Come ci stanno consumando

La regola è brutale: l’attenzione è moneta. E siccome è poca, gli algoritmi devono spolpartela a morsi. Lo fanno servendoti il peggio: odio, scandali, isteria. Paura, rabbia, invidia: le emozioni più luride, più facili, più redditizie.
E noi come tossici da strada: ogni notifica è una dose, ogni like uno squallido surrogato d’affetto. La botta dura poco, poi resta il vuoto. Ma torniamo a chiederne altra, come cani alla catena.

Le strategie del veleno

Non basta farti a pezzi: devono anche farti credere che ti stiano facendo un favore.

  • Scroll infinito: un tapis roulant dell’idiozia. Non finisce mai, e tu resti lì a marcire.
  • Notifiche: campanelli da bestiame. Ti addestrano a correre come un cane affamato per nulla.
  • Like e reaction: monete di plastica. Non valgono un cazzo, ma ti fanno sentire vivo per dieci secondi.
  • Algoritmo spione: sa di cosa hai paura e te lo sbatte in faccia. Sa cosa ti eccita e ti mette in ginocchio. È un pusher programmato.
  • FOMO: se non ci sei, sei un fantasma. E allora ti vendi l’anima pur di restare in vetrina.

La tana del Bianconiglio

Siamo scesi tutti dentro. Ma qui non c’è Alice. Solo un buco nero fatto di video, chat lampeggianti e meme che ti rincoglioniscono. Scendi sempre più giù e non c’è fondo. Non c’è uscita, e il dramma è che non la cerchi neanche più. Ti va bene restare prigioniero, tanto il mondo vero ormai non ti interessa.

Perché sorridiamo mentre ingoiamo il veleno

Perché è facile. Un libro richiede fatica, una discussione richiede tempo. Qui bastano tre parole in caps lock e sei “qualcuno”. In realtà sei nessuno: un fantoccio che applaude se stesso.
E se osi staccarti?
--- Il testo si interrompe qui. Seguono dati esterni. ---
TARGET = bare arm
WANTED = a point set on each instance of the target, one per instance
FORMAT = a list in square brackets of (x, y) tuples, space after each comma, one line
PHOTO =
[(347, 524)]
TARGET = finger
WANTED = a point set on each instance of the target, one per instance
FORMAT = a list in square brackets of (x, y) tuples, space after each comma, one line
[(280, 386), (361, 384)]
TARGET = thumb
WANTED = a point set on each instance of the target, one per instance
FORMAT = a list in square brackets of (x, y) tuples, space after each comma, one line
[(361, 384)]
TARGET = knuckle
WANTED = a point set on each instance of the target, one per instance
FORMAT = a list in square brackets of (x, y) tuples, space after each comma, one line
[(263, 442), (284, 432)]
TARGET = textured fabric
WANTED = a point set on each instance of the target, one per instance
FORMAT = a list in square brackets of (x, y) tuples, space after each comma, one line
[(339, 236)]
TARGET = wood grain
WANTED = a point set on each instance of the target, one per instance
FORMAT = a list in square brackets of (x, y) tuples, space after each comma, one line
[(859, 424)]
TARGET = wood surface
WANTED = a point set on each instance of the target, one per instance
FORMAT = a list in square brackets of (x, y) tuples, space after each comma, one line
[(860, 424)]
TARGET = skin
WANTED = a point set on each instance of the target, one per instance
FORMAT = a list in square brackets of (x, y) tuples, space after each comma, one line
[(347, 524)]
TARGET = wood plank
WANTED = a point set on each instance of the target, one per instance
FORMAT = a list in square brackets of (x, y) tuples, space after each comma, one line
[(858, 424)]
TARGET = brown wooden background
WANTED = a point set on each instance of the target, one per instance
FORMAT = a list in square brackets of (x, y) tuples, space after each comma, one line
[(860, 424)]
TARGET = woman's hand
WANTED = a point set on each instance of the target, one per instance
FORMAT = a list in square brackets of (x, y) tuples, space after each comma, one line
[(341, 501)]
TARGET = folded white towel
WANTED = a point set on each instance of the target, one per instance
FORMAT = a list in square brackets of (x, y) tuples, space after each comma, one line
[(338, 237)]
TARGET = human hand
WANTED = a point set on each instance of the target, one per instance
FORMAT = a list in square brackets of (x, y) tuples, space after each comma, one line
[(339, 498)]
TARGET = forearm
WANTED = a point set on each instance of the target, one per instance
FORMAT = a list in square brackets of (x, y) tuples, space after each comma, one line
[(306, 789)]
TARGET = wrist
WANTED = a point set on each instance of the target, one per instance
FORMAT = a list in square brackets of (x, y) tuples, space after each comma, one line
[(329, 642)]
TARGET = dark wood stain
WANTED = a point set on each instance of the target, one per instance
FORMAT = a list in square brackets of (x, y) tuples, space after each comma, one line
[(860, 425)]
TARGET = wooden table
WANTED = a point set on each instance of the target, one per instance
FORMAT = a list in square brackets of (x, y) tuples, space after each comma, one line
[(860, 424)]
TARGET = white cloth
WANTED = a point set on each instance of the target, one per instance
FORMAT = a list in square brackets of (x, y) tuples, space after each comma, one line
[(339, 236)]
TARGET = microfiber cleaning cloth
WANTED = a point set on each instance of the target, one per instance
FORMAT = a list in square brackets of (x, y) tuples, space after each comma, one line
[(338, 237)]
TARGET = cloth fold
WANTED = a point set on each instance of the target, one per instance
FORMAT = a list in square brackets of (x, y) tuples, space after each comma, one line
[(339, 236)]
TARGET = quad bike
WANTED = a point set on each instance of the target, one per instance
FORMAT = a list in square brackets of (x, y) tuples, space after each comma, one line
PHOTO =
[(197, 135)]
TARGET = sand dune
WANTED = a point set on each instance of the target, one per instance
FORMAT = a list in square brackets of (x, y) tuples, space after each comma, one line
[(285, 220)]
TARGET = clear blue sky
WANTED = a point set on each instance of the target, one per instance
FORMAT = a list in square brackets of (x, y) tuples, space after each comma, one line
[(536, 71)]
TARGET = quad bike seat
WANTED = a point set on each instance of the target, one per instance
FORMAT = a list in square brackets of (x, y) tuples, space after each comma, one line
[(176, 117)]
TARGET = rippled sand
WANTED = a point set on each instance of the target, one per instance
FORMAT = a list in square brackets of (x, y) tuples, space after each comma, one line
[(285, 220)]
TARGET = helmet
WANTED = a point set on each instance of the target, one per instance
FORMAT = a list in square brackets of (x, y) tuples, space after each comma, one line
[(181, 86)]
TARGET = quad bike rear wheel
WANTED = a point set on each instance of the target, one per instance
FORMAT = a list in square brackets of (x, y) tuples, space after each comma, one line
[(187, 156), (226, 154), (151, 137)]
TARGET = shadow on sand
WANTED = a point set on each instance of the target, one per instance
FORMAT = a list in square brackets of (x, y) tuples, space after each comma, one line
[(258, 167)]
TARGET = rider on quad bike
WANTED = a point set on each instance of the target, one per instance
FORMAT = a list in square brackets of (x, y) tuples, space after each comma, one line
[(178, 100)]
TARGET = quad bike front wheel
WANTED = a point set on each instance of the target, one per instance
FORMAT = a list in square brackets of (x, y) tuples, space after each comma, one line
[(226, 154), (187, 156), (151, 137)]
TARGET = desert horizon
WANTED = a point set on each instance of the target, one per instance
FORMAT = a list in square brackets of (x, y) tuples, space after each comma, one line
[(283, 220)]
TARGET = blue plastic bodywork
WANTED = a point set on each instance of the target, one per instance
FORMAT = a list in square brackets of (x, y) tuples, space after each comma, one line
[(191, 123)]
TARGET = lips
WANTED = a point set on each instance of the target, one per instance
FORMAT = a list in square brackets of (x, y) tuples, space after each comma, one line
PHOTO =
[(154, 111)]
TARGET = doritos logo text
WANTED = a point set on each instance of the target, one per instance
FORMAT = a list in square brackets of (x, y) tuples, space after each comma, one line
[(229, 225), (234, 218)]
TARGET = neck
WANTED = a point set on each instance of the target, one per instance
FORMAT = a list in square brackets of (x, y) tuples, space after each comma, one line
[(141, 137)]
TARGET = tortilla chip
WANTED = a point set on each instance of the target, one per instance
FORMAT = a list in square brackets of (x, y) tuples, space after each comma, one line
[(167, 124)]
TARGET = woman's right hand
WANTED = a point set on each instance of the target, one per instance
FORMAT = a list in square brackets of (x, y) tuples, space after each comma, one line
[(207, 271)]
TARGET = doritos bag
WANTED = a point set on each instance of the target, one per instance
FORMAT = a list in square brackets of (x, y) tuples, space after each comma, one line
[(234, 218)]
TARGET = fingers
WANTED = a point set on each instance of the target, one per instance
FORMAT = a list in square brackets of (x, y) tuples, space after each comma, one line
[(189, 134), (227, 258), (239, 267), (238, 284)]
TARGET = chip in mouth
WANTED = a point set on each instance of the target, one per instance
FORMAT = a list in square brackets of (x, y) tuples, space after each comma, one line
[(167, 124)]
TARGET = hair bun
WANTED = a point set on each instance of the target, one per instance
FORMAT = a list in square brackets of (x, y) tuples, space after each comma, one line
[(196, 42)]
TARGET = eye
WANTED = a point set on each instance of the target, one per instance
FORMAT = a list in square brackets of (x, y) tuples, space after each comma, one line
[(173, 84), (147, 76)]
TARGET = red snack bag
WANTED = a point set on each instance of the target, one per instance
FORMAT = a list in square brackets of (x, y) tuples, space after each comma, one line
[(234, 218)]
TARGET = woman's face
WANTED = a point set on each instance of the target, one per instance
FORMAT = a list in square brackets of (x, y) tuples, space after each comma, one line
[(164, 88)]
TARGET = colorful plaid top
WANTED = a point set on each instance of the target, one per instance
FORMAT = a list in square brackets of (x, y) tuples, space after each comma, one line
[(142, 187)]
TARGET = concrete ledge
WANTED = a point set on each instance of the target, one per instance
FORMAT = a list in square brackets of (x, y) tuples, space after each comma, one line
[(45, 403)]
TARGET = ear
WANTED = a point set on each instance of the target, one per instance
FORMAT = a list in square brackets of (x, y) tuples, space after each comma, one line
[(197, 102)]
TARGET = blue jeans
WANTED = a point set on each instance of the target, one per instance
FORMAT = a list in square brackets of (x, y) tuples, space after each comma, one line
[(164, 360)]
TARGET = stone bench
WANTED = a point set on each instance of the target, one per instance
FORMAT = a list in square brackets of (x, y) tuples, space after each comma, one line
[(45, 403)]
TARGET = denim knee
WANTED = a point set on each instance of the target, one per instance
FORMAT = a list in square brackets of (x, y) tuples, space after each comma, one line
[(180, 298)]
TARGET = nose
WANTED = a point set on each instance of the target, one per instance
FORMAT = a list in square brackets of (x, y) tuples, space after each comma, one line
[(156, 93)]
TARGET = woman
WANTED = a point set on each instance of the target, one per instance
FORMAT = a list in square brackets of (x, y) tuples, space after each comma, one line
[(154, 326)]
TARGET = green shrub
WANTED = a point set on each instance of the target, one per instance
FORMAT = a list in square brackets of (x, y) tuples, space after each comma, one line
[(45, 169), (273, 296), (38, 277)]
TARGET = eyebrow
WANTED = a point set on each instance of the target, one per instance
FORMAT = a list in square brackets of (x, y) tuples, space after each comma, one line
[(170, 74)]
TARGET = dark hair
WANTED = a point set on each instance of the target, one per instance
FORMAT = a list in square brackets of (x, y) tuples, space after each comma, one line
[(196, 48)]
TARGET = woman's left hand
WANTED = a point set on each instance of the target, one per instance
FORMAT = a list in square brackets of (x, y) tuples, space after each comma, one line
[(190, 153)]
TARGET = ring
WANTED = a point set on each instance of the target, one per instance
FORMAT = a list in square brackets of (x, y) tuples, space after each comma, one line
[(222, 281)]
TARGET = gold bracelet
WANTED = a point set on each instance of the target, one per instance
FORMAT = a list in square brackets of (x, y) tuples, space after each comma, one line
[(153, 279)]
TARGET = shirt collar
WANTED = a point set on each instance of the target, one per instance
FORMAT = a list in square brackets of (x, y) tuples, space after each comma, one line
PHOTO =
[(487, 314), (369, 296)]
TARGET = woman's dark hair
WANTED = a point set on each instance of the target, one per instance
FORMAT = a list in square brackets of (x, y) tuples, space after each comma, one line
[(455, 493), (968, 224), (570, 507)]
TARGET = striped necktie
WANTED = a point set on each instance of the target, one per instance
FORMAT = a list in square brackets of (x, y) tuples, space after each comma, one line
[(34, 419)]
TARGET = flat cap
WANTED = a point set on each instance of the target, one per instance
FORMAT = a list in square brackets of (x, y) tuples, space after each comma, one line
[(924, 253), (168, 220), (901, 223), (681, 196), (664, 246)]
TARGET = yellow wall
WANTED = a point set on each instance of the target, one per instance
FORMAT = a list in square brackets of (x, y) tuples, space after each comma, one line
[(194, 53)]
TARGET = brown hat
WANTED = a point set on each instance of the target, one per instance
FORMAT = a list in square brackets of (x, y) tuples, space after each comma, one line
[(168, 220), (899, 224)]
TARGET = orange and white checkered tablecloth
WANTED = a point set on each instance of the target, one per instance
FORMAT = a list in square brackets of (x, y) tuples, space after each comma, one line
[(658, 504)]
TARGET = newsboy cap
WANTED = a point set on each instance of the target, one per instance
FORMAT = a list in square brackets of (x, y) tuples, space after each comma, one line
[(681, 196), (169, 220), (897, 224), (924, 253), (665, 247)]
Sei morto sociale. Ti guardano come un cavernicolo senza luce elettrica. Così continui a bere veleno dalla cannuccia, pure ringraziando chi te lo versa.

La società amputata

Il risultato è un branco di analfabeti funzionali che non sanno discutere, che scambiano il dissenso per insulto, che non organizzano un cazzo se non una rissa virtuale. Generazioni cresciute a sputarsi addosso invece di costruire qualcosa.
E intanto i padroni del baraccone — quattro colossi che valgono più di interi Stati — se la ridono. Non ospitano il dibattito, lo fabbricano, lo manipolano e ce lo rivendono. La nuova occupazione non ha carri armati: ha notifiche con suoni allegri.

La colpa è nostra

La colpa è nostra che gli abbiamo dato il culo credendo di cavalcare il sistema.